The Bromance Book Club (Bromance Book Club, #1)(67)



Benedict reached out and grasped her elbow. “I have no desire to spend another night alone in my empty chambers, Irena. Not tonight. Please. I just need to hear your voice for a while.”

His quiet pleading broke her resolve. “What happened at Ebberfield, Benedict? How is Rosendale?”

Benedict swallowed deeply but said nothing.

Irena removed herself from his grip. “My lord, you have asked me repeatedly to trust you. Yet time and again you refuse to trust me. Until you do, there can be no starting over with us.”

Clutching the book to her chest, Irena turned toward the door. She made it fewer than ten steps before he spoke again.

“He’s gone. He held on for days, but his injuries were too severe. There was nothing to be done.”

Irena turned around. In the low light of the candle, Benedict’s features chased a shadow that had nothing to do with the flickering flame.

“Oh, Benedict. I’m sorry.” Irena walked back to where he stood. “You were close to him?”

“I’ve known him all my life.”

She silently begged him to say more, and for a disappointing moment, she thought he wouldn’t. But the moment passed. “He raised me,” he said.

“What do you mean?”

Benedict strode to the fireplace and fixed his eyes upon the flames. “He was more a father to me than my real father.”

“Why?”

He shrugged. “I was my father’s heir. That’s all that mattered. I once went two full years without seeing him. He didn’t even recognize me after all that time.”

Irena let out a breath of air. “Oh, Benedict.”

He turned around. “Rosendale didn’t have children. He and his wife couldn’t. Their home became mine.” A ghost of a smile appeared on his face as if picturing them. “He took me everywhere. Everything I know about running the estate I learned from him. And Elizabeth, his wife, always greeted us at the end of the day with a sweet pastry or a bowl of stew.”

“Your mother didn’t wonder where you were all that time?”

“My mother didn’t live there most of the time. She spent the season in London and summered at our Scottish estate. I only saw her at holidays.”

“Benedict, that’s horrid.” She approached him. “Your parents abandoned you,” she said, stopping inches from him. “It’s unforgivable.”

“I was better off without them. Life was rather unpleasant when they were in the same house.”

“Why? I realize members of the peerage rarely marry for love, but most at least settle into a tolerable companionship. Even my parents enjoyed that much.”

“Perhaps my parents were less companionable than most.” He said it with a smile, but the tightness of his jaw told her he wasn’t as cavalier about it as he wanted her to believe.

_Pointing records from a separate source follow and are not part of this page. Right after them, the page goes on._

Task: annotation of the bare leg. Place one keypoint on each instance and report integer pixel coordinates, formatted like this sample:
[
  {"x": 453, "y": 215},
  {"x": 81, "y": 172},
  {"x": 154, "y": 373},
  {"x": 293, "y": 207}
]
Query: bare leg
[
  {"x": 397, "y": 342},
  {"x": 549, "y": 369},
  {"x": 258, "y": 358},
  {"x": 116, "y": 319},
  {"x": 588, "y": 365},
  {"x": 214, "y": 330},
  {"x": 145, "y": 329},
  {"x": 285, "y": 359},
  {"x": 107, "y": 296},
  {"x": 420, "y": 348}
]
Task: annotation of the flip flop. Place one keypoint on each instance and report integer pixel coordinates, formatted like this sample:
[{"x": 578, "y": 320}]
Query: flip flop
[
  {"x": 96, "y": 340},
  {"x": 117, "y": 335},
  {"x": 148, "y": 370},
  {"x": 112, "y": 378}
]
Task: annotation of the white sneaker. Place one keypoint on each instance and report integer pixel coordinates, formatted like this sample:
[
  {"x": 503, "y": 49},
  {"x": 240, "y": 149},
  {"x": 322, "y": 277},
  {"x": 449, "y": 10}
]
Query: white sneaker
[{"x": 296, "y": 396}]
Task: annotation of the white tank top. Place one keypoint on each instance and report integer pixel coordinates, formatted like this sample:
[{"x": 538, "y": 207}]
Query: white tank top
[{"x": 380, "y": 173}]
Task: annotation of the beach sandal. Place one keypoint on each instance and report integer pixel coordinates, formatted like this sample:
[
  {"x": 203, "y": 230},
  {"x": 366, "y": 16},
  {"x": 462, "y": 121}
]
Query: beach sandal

Irena lifted her hand, hesitated for a second, and then rested her palm against his cheek. The stubble of his day’s growth was scratchy beneath her fingers, but his skin was warm and soft. With a quiet groan, Benedict closed his eyes and pressed his face into her touch, like a flower turning to the sun.

“I missed you so much, Irena,” he said.

“I missed you too,” she admitted.

With a groan, he lowered his forehead to hers. “I am at your mercy, Irena. From the moment I first saw you, I have been half a man because the other half belongs to you. End my agony, love. I beg you. Kiss me. Let me hold you. Please.”

She would no sooner deny him the comfort he needed than she would deny a starving man food. She pressed her lips to his. Softly at first, but then with more pressure. He groaned again and quickly took charge. He pulled the book from her fingers and dropped it. Then he lowered her to the floor. His lips moved across her heated skin, teasing and taunting a hot trail from her jaw to her throat to the rise and fall of her rounded breasts. His hand slid up her side, gathering and dragging fabric to reveal her legs, then farther still until his fingers brushed the underside of her breast.

The need to be touched sent her arching into him with a fervent plea on her lips, but a plea for what, she knew not.

“My love,” he murmured. “May I touch you?”

“Yes,” she moaned. “Yes.”





CHAPTER NINETEEN




“How’s it coming, Thea?”

Thea dropped her paintbrush and whipped around, face red. “What?”

It was nine days later, and they were at Alexis’s café. Thea was painting the restaurant’s logo onto the raw brick wall behind the bakery counter. And not for free, either. She was getting paid for this gig. Her first real paid job as an artist.

Liv clunked the large vase she was carrying onto the nearest table and crossed her arms. “Okay, that’s it. What the hell is up with you?”

“What do you mean?”

“You’re distracted, edgy. You’ve been avoiding me for a week, and you’ve barely said a word since we got here. It’s like you’re itching in your own skin or something.”

“I’m fine,” she lied. Thea had been avoiding Liv. There was no denying it. But this was why. Her sister could always see right through her, and she was tied up in enough knots already without her sister’s sarcasm. Something significant had happened between her and Gavin the night by the fire, and things had been different between them ever since. They had come closer and closer every night to crossing the final bridge, but they always stopped.